Nel 1948 finisce la navigazione sul Canale Navile e vengono dismessi i 54 barconi che potevano trasportare fino a 100 quintali di merci per 300 lire di pedaggio. Le strade e le ferrovie risultarono più veloci e meno dispendiose, così il Canale divenne un luogo di svago per i bolognesi: gite in barca, oppure a piedi e in bicicletta lungo la restara, il sentiero tra le due ramificazioni del canale su cui anticamente andavano buoi e cavalli quando trascinavano le barche Una meta ambita era il Parco delle Fonti di Corticella, dove esisteva una sorgente solforosa che, analizzata da un certo Minelli (1829), diventò una fonte termale con tanto di stabilimento. Nel parco c’erano capanni turistici, pergolati, uno chalet con bar dove si serviva l’acqua minerale da tavola della fonte termale.

Sono sorte varie associazioni per il recupero del Navile.

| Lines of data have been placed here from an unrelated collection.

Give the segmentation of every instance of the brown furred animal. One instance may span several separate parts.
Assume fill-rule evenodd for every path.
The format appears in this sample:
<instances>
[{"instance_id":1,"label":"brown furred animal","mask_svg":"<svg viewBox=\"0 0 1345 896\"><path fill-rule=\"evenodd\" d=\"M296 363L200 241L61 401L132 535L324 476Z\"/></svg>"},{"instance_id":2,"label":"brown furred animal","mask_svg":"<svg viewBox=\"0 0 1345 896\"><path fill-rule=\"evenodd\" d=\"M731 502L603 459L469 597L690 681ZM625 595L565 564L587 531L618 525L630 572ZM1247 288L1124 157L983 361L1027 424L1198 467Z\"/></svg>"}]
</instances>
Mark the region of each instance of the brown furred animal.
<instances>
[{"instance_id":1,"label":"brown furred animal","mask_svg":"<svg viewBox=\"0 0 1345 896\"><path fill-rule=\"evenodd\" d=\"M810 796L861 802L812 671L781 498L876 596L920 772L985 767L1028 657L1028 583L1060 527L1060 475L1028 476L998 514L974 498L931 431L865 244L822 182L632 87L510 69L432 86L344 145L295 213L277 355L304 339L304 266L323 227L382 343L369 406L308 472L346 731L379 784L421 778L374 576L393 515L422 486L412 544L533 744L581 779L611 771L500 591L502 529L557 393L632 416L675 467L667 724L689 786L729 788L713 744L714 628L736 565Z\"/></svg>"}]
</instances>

Tra queste L’associazione I Colori del Navile ha lo scopo di migliorare la qualità della vita del quartiere. I valori principali cui tende sono l’intercultura e l’integrazione. L’associazione culturale Il Ponte della Bionda, che è stata fondata per il restauro del ponte, intende valorizzare e salvaguardare la zona, favorire momenti di incontro con attività ludico-culturali. Si è formata perciò La Compagnia del Ponte della Bionda che scrive, produce, mette in scena i propri lavori. Ma l’intento principale da parte del Quartiere e del Comune è quello di poter rendere navigabile il canale. I ricordi sono tanti e ancora vivi.

Sostegno Battiferro

«Non è vero che l’acqua c’era sempre e in grande quantità. Nella secca, durante l’estate, noi bambini andavamo sul fondo del Canale a recuperare i fucili, buttati là dentro dai Partigiani durante la guerra. Ho chiaro anche il ricordo del tiro al piccione. I bersagli, i piccioni, volavano via dalla Villa Angeletti e noi correvamo a raccogliere i piccioni feriti che venivano a morire nel prato della villa…. Ricordo anche che si andava a prendere le canne che crescevano numerose sulla riva del canale e noi le usavamo, mettendole fra le gambe, per fare il cavallo nella nostra fantasia di bambini senza giocattoli. … Lì ho imparato a nuotare. C’era anche un macero, o forse era una vasca di decantazione, come dice l’amico Chicchi, nella quale lavavano i mattoni e l’acqua era fangosissima. Si sarebbe potuto fare i “fanghi”! Quella vasca era piena di bisce. Nelle cave nuotavamo alla coniglietta e si andava a fare il bagno con le mutande. Però, prima di andare a casa si buttavano via dal tanto che erano sporche e, per evitare le domande della mamma, avevamo pronta la scusa/ bugia” Sai mamma, si erano rotte”! … Le famiglie non volevano assolutamente che si andasse a fare il bagno nel Canale. C’era il rischio di annegare perché erano posti pericolosi. Quando mio padre ci veniva a cercare perché non ci vedeva intorno a casa o nei soliti posti e ci trovava alla bora, il laghetto della cava di argilla, erano cinghiate e la sera stavi senza cena».